Some of the misinformation reported to insurers stems from outright consumer fraud — people deliberately lying to their car insurance companies in order to score lower premiums.
“People know how insurance works and how the game is played,” U’Ren says.
But most misinformation is the result of unreported lifestyle changes. For example, in 52 percent of household auto insurance policies, there’s a change in the vehicle or drivers each year. And more than 25 percent of workers change jobs every year, which affects the number of miles driven, according to Quality Planning.
“Oftentimes, the insurance agent is the last person you think to contact,” U’Ren says.
2. “Forgetting” to report all the drivers in the household
Up to 2 percent of policies written are for households with a driver who’s not listed on the policy — and that “missing” driver is usually a high-premium teenage driver or an adult driver with a lot of premium-boosting baggage. In conducting premium audits, Quality Planning asked one mom why her 17-year-old daughter, a licensed driver, wasn’t listed on the policy. Her reply: “I totally forgot she was in the household.” Unrated drivers accounted for $2.6 billion in lost premium in 2008.
3. Fudging the garage location
Quality Planning noted a slight upward trend in the number of people misreporting where they park their cars, particularly in big cities, where garage locations can affect premiums dramatically. Location discrepancies led to $1.3 billion in lost premium in 2008.
4. Claiming discounts that no longer apply
In some cases, drivers conveniently forget to tell their car insurance agents that the conditions that gave them a discount have changed. For example, perhaps they ended membership in an organization that made them eligible for a special premium rate. These wrongly applied discounts, based on misinformation about the driver or the car, added up to $2.9 billion in 2008.

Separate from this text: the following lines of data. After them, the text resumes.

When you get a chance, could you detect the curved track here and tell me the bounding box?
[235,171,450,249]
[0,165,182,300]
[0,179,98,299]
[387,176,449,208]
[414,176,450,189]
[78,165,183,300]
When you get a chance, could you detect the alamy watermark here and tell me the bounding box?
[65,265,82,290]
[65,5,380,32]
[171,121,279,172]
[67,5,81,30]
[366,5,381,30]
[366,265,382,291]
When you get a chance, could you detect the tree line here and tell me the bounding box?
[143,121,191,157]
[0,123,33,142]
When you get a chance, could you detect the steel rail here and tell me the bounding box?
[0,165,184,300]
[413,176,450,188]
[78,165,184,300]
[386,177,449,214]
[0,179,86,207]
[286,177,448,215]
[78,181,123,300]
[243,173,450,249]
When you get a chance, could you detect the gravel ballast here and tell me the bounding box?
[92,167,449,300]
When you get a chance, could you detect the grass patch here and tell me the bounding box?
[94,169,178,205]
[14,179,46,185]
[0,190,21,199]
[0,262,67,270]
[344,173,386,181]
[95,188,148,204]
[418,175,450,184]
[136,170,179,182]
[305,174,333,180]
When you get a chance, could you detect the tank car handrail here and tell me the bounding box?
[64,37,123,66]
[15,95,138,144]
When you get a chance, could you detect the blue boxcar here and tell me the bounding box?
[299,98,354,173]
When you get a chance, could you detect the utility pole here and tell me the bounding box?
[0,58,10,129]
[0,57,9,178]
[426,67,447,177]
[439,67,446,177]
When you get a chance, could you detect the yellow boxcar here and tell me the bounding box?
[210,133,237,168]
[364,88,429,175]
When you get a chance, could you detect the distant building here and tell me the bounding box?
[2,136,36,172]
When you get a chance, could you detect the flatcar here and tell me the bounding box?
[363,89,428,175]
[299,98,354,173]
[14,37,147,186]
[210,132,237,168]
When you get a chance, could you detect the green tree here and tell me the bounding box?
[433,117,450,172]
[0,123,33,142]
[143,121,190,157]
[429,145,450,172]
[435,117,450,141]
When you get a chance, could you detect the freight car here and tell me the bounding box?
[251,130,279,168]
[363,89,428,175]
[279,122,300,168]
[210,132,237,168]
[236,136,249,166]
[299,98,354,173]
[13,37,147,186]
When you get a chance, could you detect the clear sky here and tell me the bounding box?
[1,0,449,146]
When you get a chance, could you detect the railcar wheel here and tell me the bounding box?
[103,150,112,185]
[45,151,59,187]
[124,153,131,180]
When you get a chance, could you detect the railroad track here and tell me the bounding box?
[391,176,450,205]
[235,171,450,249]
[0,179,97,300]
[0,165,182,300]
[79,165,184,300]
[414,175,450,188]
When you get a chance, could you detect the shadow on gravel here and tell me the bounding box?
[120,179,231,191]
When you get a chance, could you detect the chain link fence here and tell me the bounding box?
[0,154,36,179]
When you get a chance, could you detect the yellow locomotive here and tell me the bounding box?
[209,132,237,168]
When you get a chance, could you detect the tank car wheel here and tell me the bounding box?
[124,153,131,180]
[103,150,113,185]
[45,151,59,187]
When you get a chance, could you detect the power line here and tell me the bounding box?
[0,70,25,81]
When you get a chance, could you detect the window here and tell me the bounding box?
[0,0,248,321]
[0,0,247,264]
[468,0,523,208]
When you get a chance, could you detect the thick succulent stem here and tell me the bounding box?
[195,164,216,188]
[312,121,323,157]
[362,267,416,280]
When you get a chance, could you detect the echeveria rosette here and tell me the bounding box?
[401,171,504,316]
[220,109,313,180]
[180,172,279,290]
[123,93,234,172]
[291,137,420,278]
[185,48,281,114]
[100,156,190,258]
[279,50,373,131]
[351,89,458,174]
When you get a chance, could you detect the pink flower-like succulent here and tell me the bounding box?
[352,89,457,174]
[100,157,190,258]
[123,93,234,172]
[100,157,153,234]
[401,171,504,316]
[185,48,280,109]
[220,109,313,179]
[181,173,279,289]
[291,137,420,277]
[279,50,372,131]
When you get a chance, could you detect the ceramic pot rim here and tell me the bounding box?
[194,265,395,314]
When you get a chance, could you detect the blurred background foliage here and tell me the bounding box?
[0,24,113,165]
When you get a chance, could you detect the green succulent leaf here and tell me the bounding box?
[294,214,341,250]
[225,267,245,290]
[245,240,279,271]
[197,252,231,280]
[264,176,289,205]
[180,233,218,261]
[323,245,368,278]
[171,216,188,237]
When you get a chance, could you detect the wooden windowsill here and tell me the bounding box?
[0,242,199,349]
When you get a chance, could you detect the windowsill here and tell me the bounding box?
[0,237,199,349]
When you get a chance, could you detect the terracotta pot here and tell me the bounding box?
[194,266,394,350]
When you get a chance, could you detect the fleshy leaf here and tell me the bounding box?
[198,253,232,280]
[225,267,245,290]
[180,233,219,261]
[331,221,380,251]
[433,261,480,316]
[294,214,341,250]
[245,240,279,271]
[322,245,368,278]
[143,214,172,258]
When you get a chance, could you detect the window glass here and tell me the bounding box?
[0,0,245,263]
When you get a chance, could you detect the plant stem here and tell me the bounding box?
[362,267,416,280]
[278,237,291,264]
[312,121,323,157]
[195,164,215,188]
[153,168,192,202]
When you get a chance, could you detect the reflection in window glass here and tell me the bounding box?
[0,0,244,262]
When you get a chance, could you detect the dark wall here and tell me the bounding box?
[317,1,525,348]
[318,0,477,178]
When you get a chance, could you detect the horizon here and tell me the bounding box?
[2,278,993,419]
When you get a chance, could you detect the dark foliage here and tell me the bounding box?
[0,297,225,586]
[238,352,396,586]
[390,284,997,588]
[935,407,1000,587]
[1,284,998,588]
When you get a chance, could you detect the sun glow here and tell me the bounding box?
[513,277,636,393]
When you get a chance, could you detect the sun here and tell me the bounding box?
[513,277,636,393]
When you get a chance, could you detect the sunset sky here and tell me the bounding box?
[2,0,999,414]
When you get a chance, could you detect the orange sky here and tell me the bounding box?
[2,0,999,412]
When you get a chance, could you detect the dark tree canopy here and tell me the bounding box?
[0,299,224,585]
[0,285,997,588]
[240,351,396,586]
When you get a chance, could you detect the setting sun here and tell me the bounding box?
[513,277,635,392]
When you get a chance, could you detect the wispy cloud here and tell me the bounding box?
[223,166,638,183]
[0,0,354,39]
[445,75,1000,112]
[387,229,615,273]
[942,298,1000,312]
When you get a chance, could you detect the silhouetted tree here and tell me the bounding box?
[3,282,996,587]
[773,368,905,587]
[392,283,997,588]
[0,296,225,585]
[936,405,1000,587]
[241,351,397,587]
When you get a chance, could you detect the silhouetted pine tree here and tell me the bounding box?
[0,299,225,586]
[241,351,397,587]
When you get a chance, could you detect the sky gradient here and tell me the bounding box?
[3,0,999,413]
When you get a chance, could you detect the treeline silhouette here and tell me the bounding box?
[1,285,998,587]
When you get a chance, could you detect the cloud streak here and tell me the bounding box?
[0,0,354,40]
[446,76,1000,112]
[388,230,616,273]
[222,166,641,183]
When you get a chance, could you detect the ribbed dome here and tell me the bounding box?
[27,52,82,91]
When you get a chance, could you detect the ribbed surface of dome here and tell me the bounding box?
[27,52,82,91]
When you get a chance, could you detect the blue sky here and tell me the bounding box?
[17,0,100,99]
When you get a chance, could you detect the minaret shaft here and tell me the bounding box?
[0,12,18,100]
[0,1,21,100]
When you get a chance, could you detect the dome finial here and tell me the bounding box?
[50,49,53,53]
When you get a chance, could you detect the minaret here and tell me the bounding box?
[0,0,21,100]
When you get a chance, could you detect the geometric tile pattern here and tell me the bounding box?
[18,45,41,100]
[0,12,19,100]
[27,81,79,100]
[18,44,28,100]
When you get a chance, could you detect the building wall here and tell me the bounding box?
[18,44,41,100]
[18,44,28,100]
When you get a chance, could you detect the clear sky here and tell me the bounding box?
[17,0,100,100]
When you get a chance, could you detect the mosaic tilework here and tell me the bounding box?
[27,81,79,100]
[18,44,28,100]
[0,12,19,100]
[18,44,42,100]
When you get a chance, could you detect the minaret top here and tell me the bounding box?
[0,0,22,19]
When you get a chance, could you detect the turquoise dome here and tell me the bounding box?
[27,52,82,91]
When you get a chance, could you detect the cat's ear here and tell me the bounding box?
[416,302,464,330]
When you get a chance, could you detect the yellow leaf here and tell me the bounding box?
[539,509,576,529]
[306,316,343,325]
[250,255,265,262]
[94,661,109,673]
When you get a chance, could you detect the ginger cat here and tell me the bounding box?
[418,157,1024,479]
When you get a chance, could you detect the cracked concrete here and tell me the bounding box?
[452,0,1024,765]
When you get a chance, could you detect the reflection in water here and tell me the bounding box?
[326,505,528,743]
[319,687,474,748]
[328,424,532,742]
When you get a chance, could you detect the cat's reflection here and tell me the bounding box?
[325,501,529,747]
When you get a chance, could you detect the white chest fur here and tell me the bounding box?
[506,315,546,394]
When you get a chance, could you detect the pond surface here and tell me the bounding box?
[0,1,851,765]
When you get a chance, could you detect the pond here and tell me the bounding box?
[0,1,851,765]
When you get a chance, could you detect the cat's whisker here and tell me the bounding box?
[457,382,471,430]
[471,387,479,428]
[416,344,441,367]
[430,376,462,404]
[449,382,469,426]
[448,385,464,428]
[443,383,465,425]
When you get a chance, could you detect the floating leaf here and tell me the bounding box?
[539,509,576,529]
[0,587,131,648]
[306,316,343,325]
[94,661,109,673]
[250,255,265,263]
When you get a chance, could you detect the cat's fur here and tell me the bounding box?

5. Misstating how the car is used
Some customers fail to tell their car insurance companies that they’re using the car for business. An at-home daycare provider, for instance, may neglect to mention that the household van is used to transport the kids to the park every day. Insurers lost $1.5 billion in premium as a result of this type of misrepresentation.
How car insurance companies find out
There are a variety of ways car insurance companies can find out that you lied. If the teenage son you fail to list on your policy gets in a car accident, it’ll be pretty obvious.
Insurance companies also turn to outfits like Quality Planning, which use sophisticated analytical testing to uncover rating errors. The company puts an insurer’s policies through a battery of more than 150 tests, cross-referencing data and employing pattern-matching algorithms to identify errors and discrepancies that suggest fraud or misrepresentation.
If you think the insurance company can’t find out how far you drive every year, think again. Odometer readings taken at smog testing stations, for instance, can be compared to what you report to your insurance agent, U’Ren says. It’s just one example of how your information can be checked.
Given the turbulent economy, insurers have good reason to pay attention. According to Quality Planning, every 1 percent reduction in rating error can result in a 20 percent profit gain. So don’t be surprised if the information you report to your car insurance company comes under increasing scrutiny.